(The National Interest記事を基に作成しました)
生産終了から約10年、ボーイングが再びC-17 グローブマスターIIIの製造を検討中だが、それは決して簡単な話ではない――そして、費用も莫大だ。C-17の生産再開構想は魅力的だが、現実は厳しい。
今月開催されたパリ航空ショーで、ボーイング・グローバル・サービス部門の副社長トゥルビョーン・ショーグレンは、C-17への国際的な関心が高まっていることを認めた。しかし、ボーイングには生産能力がなく、後継機の計画も存在しない。
「現時点でこの航空機に代わる新しい計画は存在していません。そのため、アメリカ空軍および国際的な運用国と連携し、延命および近代化プログラムを実施しています」と(ショーグレン)。
世界的な需要増——しかし障害も多い
アメリカ空軍は現在も223機のC-17を運用中で、イギリス、オーストラリア、カナダ、インド、カタール、UAE、クウェート、NATO加盟国などの同盟国でも現役で使用されている。その高い搭載能力(約45トン)と、荒れた短い滑走路(1,000m以下)での運用能力は、他機にはない特長だ。
日本を含む複数国が購入を希望しているが、生産が終了しているため手に入らない。M1エイブラムス戦車を空輸できる戦略輸送機はC-17のみであり、エアバスA400M、エンブラエルC-390、川崎C-2などの競合機ではその任務をこなせない。
ロングビーチ工場という壁
最大の障害は生産拠点だ。ボーイングは以前、カリフォルニア州ロングビーチにあったC-17の生産工場を閉鎖しており、その土地は現在売却中。新たに工場を建設するには、時間と数十億ドル単位のコストがかかる。

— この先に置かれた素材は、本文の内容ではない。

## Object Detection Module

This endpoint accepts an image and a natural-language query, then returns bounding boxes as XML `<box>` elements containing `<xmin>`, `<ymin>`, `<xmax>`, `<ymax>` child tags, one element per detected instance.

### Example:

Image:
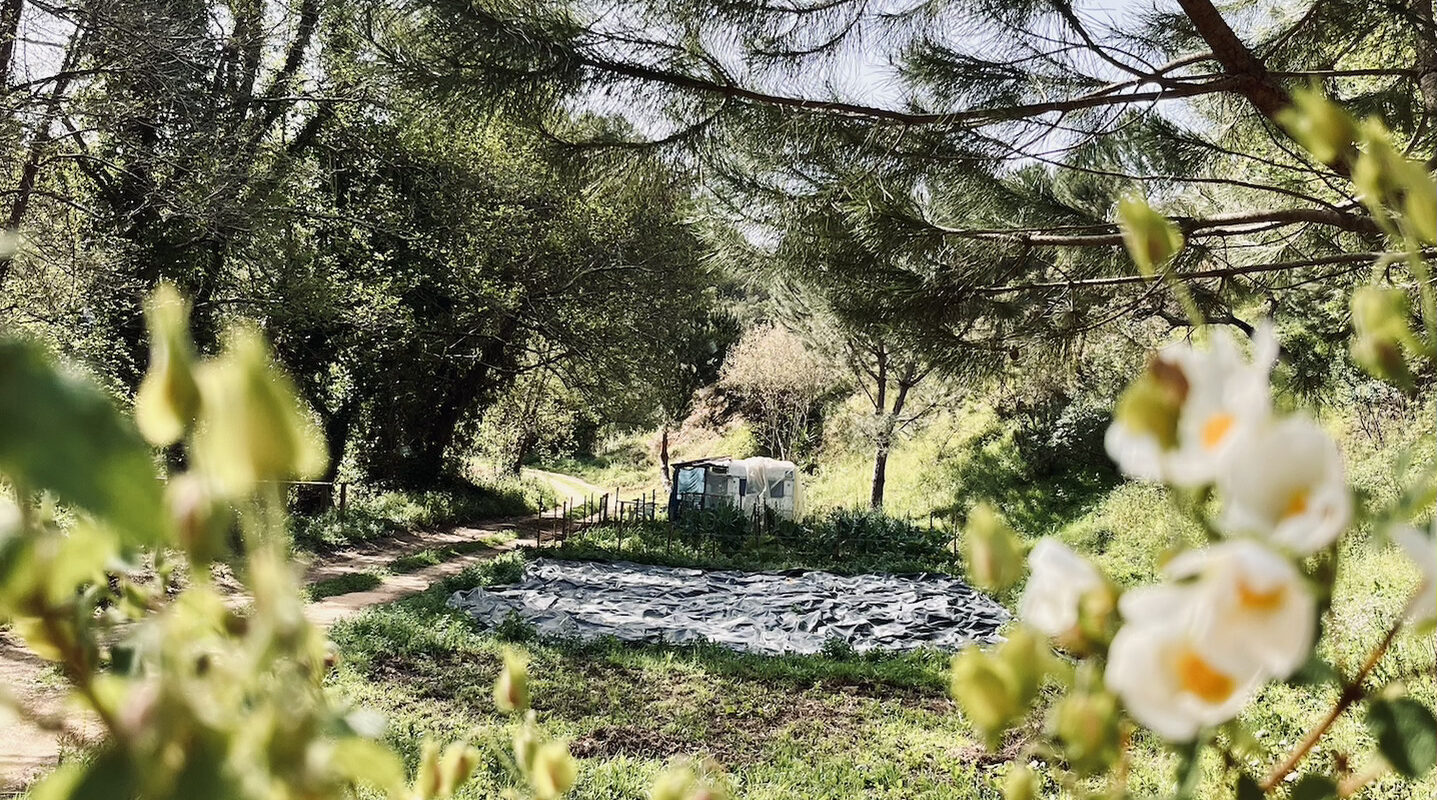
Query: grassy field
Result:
<box><xmin>290</xmin><ymin>477</ymin><xmax>553</xmax><ymax>550</ymax></box>
<box><xmin>333</xmin><ymin>393</ymin><xmax>1437</xmax><ymax>800</ymax></box>
<box><xmin>333</xmin><ymin>552</ymin><xmax>1437</xmax><ymax>800</ymax></box>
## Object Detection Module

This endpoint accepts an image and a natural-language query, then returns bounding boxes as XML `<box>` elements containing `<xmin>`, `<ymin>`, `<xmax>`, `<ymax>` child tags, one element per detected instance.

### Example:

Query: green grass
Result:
<box><xmin>388</xmin><ymin>537</ymin><xmax>497</xmax><ymax>573</ymax></box>
<box><xmin>333</xmin><ymin>396</ymin><xmax>1437</xmax><ymax>800</ymax></box>
<box><xmin>332</xmin><ymin>537</ymin><xmax>1437</xmax><ymax>800</ymax></box>
<box><xmin>305</xmin><ymin>572</ymin><xmax>384</xmax><ymax>600</ymax></box>
<box><xmin>332</xmin><ymin>554</ymin><xmax>996</xmax><ymax>799</ymax></box>
<box><xmin>290</xmin><ymin>478</ymin><xmax>553</xmax><ymax>550</ymax></box>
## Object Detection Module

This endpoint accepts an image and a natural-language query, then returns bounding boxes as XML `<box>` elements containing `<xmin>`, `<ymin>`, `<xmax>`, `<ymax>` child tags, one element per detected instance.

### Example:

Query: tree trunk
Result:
<box><xmin>868</xmin><ymin>441</ymin><xmax>890</xmax><ymax>511</ymax></box>
<box><xmin>868</xmin><ymin>342</ymin><xmax>892</xmax><ymax>510</ymax></box>
<box><xmin>0</xmin><ymin>0</ymin><xmax>24</xmax><ymax>89</ymax></box>
<box><xmin>658</xmin><ymin>419</ymin><xmax>674</xmax><ymax>497</ymax></box>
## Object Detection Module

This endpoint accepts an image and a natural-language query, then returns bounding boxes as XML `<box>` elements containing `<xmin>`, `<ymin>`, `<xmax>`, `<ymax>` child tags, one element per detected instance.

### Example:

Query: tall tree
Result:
<box><xmin>388</xmin><ymin>0</ymin><xmax>1437</xmax><ymax>355</ymax></box>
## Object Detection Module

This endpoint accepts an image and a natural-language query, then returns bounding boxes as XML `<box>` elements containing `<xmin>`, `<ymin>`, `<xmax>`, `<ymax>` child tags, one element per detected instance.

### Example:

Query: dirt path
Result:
<box><xmin>0</xmin><ymin>470</ymin><xmax>604</xmax><ymax>796</ymax></box>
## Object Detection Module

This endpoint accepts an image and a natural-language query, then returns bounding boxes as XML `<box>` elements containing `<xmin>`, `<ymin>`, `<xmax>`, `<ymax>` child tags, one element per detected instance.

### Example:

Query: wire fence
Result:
<box><xmin>539</xmin><ymin>491</ymin><xmax>961</xmax><ymax>569</ymax></box>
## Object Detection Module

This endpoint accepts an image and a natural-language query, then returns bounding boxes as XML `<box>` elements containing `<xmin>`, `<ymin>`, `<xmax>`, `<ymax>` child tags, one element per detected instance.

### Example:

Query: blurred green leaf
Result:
<box><xmin>0</xmin><ymin>340</ymin><xmax>165</xmax><ymax>544</ymax></box>
<box><xmin>1367</xmin><ymin>697</ymin><xmax>1437</xmax><ymax>777</ymax></box>
<box><xmin>1288</xmin><ymin>655</ymin><xmax>1342</xmax><ymax>687</ymax></box>
<box><xmin>1174</xmin><ymin>738</ymin><xmax>1204</xmax><ymax>800</ymax></box>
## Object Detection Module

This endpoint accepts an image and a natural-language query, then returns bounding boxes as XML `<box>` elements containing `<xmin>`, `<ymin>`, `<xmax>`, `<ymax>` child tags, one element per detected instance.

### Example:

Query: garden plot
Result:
<box><xmin>448</xmin><ymin>559</ymin><xmax>1009</xmax><ymax>654</ymax></box>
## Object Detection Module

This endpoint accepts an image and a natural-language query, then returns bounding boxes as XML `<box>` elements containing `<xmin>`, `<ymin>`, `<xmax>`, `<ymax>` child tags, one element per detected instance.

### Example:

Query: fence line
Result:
<box><xmin>537</xmin><ymin>490</ymin><xmax>961</xmax><ymax>563</ymax></box>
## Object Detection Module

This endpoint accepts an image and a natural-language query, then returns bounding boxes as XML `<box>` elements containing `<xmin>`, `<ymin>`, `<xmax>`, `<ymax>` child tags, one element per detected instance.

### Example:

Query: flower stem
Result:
<box><xmin>1262</xmin><ymin>618</ymin><xmax>1404</xmax><ymax>791</ymax></box>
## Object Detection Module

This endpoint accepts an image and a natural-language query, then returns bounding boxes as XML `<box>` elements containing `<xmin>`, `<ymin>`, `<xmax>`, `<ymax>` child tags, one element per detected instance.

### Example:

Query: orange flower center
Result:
<box><xmin>1237</xmin><ymin>577</ymin><xmax>1288</xmax><ymax>610</ymax></box>
<box><xmin>1282</xmin><ymin>488</ymin><xmax>1309</xmax><ymax>520</ymax></box>
<box><xmin>1177</xmin><ymin>648</ymin><xmax>1237</xmax><ymax>704</ymax></box>
<box><xmin>1201</xmin><ymin>412</ymin><xmax>1236</xmax><ymax>450</ymax></box>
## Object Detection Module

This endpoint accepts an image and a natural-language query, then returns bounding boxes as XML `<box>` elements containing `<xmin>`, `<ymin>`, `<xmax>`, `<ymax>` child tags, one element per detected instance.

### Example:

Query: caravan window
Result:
<box><xmin>674</xmin><ymin>467</ymin><xmax>704</xmax><ymax>494</ymax></box>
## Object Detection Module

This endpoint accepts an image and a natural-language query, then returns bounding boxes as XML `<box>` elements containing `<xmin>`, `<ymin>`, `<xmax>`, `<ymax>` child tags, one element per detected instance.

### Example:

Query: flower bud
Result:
<box><xmin>648</xmin><ymin>764</ymin><xmax>729</xmax><ymax>800</ymax></box>
<box><xmin>414</xmin><ymin>740</ymin><xmax>444</xmax><ymax>800</ymax></box>
<box><xmin>1048</xmin><ymin>691</ymin><xmax>1119</xmax><ymax>776</ymax></box>
<box><xmin>1352</xmin><ymin>286</ymin><xmax>1415</xmax><ymax>386</ymax></box>
<box><xmin>195</xmin><ymin>327</ymin><xmax>326</xmax><ymax>496</ymax></box>
<box><xmin>1114</xmin><ymin>356</ymin><xmax>1188</xmax><ymax>450</ymax></box>
<box><xmin>135</xmin><ymin>282</ymin><xmax>200</xmax><ymax>447</ymax></box>
<box><xmin>963</xmin><ymin>503</ymin><xmax>1023</xmax><ymax>592</ymax></box>
<box><xmin>1277</xmin><ymin>89</ymin><xmax>1358</xmax><ymax>164</ymax></box>
<box><xmin>438</xmin><ymin>741</ymin><xmax>479</xmax><ymax>797</ymax></box>
<box><xmin>494</xmin><ymin>649</ymin><xmax>529</xmax><ymax>712</ymax></box>
<box><xmin>514</xmin><ymin>711</ymin><xmax>539</xmax><ymax>776</ymax></box>
<box><xmin>1059</xmin><ymin>580</ymin><xmax>1118</xmax><ymax>655</ymax></box>
<box><xmin>529</xmin><ymin>740</ymin><xmax>579</xmax><ymax>800</ymax></box>
<box><xmin>994</xmin><ymin>625</ymin><xmax>1053</xmax><ymax>708</ymax></box>
<box><xmin>165</xmin><ymin>473</ymin><xmax>231</xmax><ymax>563</ymax></box>
<box><xmin>1118</xmin><ymin>197</ymin><xmax>1183</xmax><ymax>277</ymax></box>
<box><xmin>1003</xmin><ymin>761</ymin><xmax>1038</xmax><ymax>800</ymax></box>
<box><xmin>1395</xmin><ymin>158</ymin><xmax>1437</xmax><ymax>244</ymax></box>
<box><xmin>950</xmin><ymin>648</ymin><xmax>1023</xmax><ymax>750</ymax></box>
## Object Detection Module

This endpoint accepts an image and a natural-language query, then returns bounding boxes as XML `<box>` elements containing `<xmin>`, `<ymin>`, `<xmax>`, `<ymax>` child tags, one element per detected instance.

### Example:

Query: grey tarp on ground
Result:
<box><xmin>448</xmin><ymin>559</ymin><xmax>1009</xmax><ymax>654</ymax></box>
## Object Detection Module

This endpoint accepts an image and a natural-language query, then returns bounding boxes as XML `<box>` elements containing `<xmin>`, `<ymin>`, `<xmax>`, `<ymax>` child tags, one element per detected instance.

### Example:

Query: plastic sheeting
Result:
<box><xmin>448</xmin><ymin>559</ymin><xmax>1009</xmax><ymax>654</ymax></box>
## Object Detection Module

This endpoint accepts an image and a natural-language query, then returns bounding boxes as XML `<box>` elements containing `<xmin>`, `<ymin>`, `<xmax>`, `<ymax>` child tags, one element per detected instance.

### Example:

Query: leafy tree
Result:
<box><xmin>389</xmin><ymin>0</ymin><xmax>1437</xmax><ymax>361</ymax></box>
<box><xmin>720</xmin><ymin>325</ymin><xmax>836</xmax><ymax>461</ymax></box>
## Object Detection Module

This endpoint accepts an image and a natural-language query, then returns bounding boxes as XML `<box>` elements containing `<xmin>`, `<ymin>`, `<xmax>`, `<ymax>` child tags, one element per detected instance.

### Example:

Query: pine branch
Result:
<box><xmin>973</xmin><ymin>248</ymin><xmax>1437</xmax><ymax>296</ymax></box>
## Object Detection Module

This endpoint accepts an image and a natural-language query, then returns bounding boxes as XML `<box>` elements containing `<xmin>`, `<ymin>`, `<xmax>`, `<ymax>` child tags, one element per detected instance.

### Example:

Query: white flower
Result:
<box><xmin>1164</xmin><ymin>539</ymin><xmax>1318</xmax><ymax>678</ymax></box>
<box><xmin>1104</xmin><ymin>585</ymin><xmax>1266</xmax><ymax>741</ymax></box>
<box><xmin>1104</xmin><ymin>323</ymin><xmax>1277</xmax><ymax>487</ymax></box>
<box><xmin>1392</xmin><ymin>520</ymin><xmax>1437</xmax><ymax>622</ymax></box>
<box><xmin>1017</xmin><ymin>539</ymin><xmax>1104</xmax><ymax>636</ymax></box>
<box><xmin>1217</xmin><ymin>417</ymin><xmax>1352</xmax><ymax>556</ymax></box>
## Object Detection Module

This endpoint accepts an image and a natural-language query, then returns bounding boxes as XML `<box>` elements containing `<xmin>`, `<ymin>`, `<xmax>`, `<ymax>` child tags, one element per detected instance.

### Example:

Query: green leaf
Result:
<box><xmin>0</xmin><ymin>340</ymin><xmax>167</xmax><ymax>544</ymax></box>
<box><xmin>1367</xmin><ymin>697</ymin><xmax>1437</xmax><ymax>777</ymax></box>
<box><xmin>1290</xmin><ymin>773</ymin><xmax>1338</xmax><ymax>800</ymax></box>
<box><xmin>1175</xmin><ymin>737</ymin><xmax>1206</xmax><ymax>800</ymax></box>
<box><xmin>1288</xmin><ymin>655</ymin><xmax>1342</xmax><ymax>687</ymax></box>
<box><xmin>1237</xmin><ymin>773</ymin><xmax>1266</xmax><ymax>800</ymax></box>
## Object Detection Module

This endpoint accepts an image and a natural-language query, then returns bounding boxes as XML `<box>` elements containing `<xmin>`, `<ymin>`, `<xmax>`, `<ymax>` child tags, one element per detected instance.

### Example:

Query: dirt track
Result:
<box><xmin>0</xmin><ymin>470</ymin><xmax>602</xmax><ymax>794</ymax></box>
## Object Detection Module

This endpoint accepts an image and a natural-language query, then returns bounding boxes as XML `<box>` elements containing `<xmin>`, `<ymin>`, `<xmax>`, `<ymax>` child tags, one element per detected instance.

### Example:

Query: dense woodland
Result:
<box><xmin>0</xmin><ymin>0</ymin><xmax>1437</xmax><ymax>800</ymax></box>
<box><xmin>0</xmin><ymin>0</ymin><xmax>1437</xmax><ymax>506</ymax></box>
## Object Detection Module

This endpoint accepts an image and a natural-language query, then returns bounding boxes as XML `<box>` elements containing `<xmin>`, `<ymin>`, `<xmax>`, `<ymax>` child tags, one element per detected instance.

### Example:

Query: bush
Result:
<box><xmin>800</xmin><ymin>508</ymin><xmax>950</xmax><ymax>563</ymax></box>
<box><xmin>552</xmin><ymin>508</ymin><xmax>954</xmax><ymax>575</ymax></box>
<box><xmin>290</xmin><ymin>478</ymin><xmax>550</xmax><ymax>550</ymax></box>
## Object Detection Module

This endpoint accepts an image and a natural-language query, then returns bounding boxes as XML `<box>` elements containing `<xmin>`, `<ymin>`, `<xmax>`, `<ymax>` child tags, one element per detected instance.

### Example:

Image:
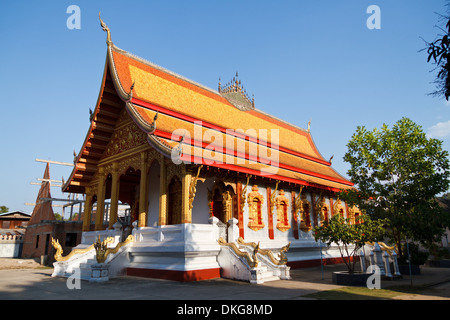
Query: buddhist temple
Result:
<box><xmin>55</xmin><ymin>15</ymin><xmax>355</xmax><ymax>283</ymax></box>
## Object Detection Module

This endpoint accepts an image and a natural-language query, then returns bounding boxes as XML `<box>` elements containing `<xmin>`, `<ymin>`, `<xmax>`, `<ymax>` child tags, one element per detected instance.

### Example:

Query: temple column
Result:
<box><xmin>83</xmin><ymin>187</ymin><xmax>92</xmax><ymax>231</ymax></box>
<box><xmin>159</xmin><ymin>157</ymin><xmax>167</xmax><ymax>226</ymax></box>
<box><xmin>109</xmin><ymin>162</ymin><xmax>120</xmax><ymax>229</ymax></box>
<box><xmin>181</xmin><ymin>172</ymin><xmax>192</xmax><ymax>223</ymax></box>
<box><xmin>138</xmin><ymin>152</ymin><xmax>148</xmax><ymax>227</ymax></box>
<box><xmin>95</xmin><ymin>167</ymin><xmax>105</xmax><ymax>231</ymax></box>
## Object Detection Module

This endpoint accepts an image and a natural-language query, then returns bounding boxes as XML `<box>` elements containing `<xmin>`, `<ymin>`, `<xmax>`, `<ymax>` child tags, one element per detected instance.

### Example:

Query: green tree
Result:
<box><xmin>313</xmin><ymin>214</ymin><xmax>386</xmax><ymax>273</ymax></box>
<box><xmin>340</xmin><ymin>118</ymin><xmax>450</xmax><ymax>256</ymax></box>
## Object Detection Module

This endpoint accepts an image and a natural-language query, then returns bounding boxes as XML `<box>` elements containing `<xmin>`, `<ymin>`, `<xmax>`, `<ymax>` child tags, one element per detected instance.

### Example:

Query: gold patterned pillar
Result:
<box><xmin>83</xmin><ymin>187</ymin><xmax>92</xmax><ymax>231</ymax></box>
<box><xmin>181</xmin><ymin>170</ymin><xmax>192</xmax><ymax>223</ymax></box>
<box><xmin>109</xmin><ymin>162</ymin><xmax>120</xmax><ymax>229</ymax></box>
<box><xmin>138</xmin><ymin>152</ymin><xmax>148</xmax><ymax>227</ymax></box>
<box><xmin>95</xmin><ymin>167</ymin><xmax>105</xmax><ymax>231</ymax></box>
<box><xmin>159</xmin><ymin>157</ymin><xmax>167</xmax><ymax>226</ymax></box>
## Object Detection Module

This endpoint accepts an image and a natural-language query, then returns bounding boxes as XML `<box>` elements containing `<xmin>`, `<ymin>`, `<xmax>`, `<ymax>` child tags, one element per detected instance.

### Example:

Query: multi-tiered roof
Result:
<box><xmin>63</xmin><ymin>15</ymin><xmax>353</xmax><ymax>192</ymax></box>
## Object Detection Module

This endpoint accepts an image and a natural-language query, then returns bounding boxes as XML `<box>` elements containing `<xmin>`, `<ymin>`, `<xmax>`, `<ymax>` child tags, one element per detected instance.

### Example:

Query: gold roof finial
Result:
<box><xmin>98</xmin><ymin>11</ymin><xmax>112</xmax><ymax>45</ymax></box>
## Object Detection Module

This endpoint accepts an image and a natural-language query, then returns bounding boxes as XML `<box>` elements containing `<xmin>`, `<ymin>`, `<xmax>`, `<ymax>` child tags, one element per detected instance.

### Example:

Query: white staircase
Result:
<box><xmin>52</xmin><ymin>232</ymin><xmax>131</xmax><ymax>282</ymax></box>
<box><xmin>217</xmin><ymin>239</ymin><xmax>290</xmax><ymax>284</ymax></box>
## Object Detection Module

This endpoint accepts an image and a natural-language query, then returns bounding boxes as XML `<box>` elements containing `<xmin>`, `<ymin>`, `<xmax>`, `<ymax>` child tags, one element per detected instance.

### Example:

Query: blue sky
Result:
<box><xmin>0</xmin><ymin>0</ymin><xmax>450</xmax><ymax>218</ymax></box>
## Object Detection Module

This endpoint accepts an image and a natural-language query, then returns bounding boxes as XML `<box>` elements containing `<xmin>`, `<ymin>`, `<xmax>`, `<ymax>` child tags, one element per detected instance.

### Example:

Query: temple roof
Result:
<box><xmin>63</xmin><ymin>16</ymin><xmax>353</xmax><ymax>192</ymax></box>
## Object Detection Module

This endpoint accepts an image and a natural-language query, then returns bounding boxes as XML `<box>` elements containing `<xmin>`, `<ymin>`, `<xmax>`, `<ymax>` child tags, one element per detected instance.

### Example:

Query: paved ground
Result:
<box><xmin>0</xmin><ymin>259</ymin><xmax>450</xmax><ymax>301</ymax></box>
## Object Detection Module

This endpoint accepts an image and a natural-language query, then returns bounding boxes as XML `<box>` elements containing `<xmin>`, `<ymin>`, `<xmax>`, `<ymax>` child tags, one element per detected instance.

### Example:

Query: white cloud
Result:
<box><xmin>427</xmin><ymin>120</ymin><xmax>450</xmax><ymax>138</ymax></box>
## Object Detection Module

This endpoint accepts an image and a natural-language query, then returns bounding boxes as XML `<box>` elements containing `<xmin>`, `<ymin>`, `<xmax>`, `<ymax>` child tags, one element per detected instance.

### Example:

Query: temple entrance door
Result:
<box><xmin>118</xmin><ymin>167</ymin><xmax>141</xmax><ymax>231</ymax></box>
<box><xmin>167</xmin><ymin>177</ymin><xmax>182</xmax><ymax>224</ymax></box>
<box><xmin>213</xmin><ymin>188</ymin><xmax>228</xmax><ymax>241</ymax></box>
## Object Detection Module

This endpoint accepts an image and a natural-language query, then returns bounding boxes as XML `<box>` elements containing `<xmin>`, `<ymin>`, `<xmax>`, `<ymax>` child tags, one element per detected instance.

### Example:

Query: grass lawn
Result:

RANDコーポレーションによる2013年の試算では、生産を再開して150機を製造すると**約80億ドル(約1兆円)**が必要だとされている。
現在の見込み需要が「数十機」規模であることを考えると、投資回収(ROI)は見込めず、ボーイングにはリスクの高い賭けとなる。
同盟国にとっての戦略的価値
インド太平洋の緊張が高まるなか、日本がC-17に興味を持つのは当然だ。災害対応や戦略的移動力、抑止力の観点から、長距離輸送能力は不可欠だが、アメリカも手放す余裕がない今、どこからも調達できないのが現実だ。
ボーイングはセントルイスでF-15EXを生産中であり、第6世代戦闘機「F-47」への転換も視野に入ってきた。C-17の再生産ラインに資源を振り分ける余地は小さいのかもしれない。
代替機なき時代へ
後継機の計画が存在しない今、C-17の運用寿命は2070年まで延長される見込みだが、それまでの数十年を現有機体でしのげるかは不透明だ。
ボーイングは既存機の延命とサポートに注力しているが、世界の戦略空輸ニーズにそれだけで対応しきれるのか――注目が集まっている。